Так что он пытался увидеть не картины мира, а сам мир. Картины облетали, как позолота. Хотя они, конечно, были тоже дороги, очень дороги, эти елочные игрушки, он не торопился их лишать мира, но сам он не нуждался в раскрашивании. Желтые волны моря, такие ли они желтые? Просто в этот момент желтой была твоя душа.

Он смотрел на мир не как человек, ужаленный жизнью, он смотрел, как мертвец, то есть был беспристрастен. Собственно, ничего не менялось, нельзя было утверждать, что все лучшее позади, нельзя было утверждать, что впереди – только плохое.

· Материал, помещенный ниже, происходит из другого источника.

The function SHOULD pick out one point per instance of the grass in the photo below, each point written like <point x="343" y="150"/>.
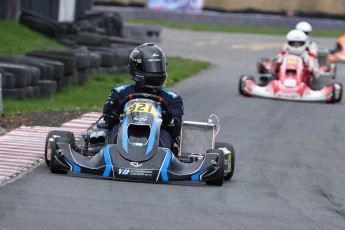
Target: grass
<point x="93" y="95"/>
<point x="17" y="39"/>
<point x="230" y="28"/>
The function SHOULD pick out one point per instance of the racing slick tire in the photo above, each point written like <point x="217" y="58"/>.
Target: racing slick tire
<point x="53" y="153"/>
<point x="337" y="91"/>
<point x="220" y="179"/>
<point x="231" y="158"/>
<point x="49" y="141"/>
<point x="241" y="83"/>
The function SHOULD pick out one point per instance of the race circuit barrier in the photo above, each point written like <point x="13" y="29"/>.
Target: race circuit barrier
<point x="23" y="148"/>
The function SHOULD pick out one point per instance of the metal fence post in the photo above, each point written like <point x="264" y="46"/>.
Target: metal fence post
<point x="1" y="107"/>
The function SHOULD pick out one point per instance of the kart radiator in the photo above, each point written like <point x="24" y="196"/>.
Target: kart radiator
<point x="196" y="137"/>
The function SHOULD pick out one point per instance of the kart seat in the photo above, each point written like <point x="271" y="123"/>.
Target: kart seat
<point x="196" y="138"/>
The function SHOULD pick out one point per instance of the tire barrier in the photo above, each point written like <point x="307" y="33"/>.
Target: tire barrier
<point x="40" y="73"/>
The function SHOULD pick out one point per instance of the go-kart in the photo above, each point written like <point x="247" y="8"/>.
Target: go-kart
<point x="137" y="153"/>
<point x="265" y="65"/>
<point x="292" y="83"/>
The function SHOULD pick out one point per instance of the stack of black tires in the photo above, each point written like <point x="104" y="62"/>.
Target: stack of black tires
<point x="40" y="73"/>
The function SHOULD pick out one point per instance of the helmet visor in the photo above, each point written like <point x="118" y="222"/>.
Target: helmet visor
<point x="296" y="43"/>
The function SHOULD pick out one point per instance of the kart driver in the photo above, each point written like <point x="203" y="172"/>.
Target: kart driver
<point x="297" y="45"/>
<point x="147" y="67"/>
<point x="307" y="29"/>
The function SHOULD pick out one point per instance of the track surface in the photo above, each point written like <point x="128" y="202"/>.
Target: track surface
<point x="289" y="171"/>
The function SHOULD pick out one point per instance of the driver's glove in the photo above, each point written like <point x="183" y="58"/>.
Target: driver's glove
<point x="167" y="118"/>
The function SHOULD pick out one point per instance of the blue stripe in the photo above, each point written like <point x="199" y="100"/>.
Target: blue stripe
<point x="196" y="176"/>
<point x="124" y="134"/>
<point x="108" y="164"/>
<point x="166" y="163"/>
<point x="152" y="136"/>
<point x="75" y="168"/>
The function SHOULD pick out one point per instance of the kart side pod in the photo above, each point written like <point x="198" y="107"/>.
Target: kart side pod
<point x="196" y="138"/>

Все вместе, и он в этом вареве летит с пропоротым брюхом.

Двигаться можно было в любом направлении, движение его было движением внутри Времени, размышлением, мыслью, это были не создания разгоряченного воображения, а точки времени. И если бы его расспросили, что он видел во время полета, он не стал бы обманывать, что видел новое, недоступное иному взгляду, нет, он видел то же, что и все, но только искал Другое.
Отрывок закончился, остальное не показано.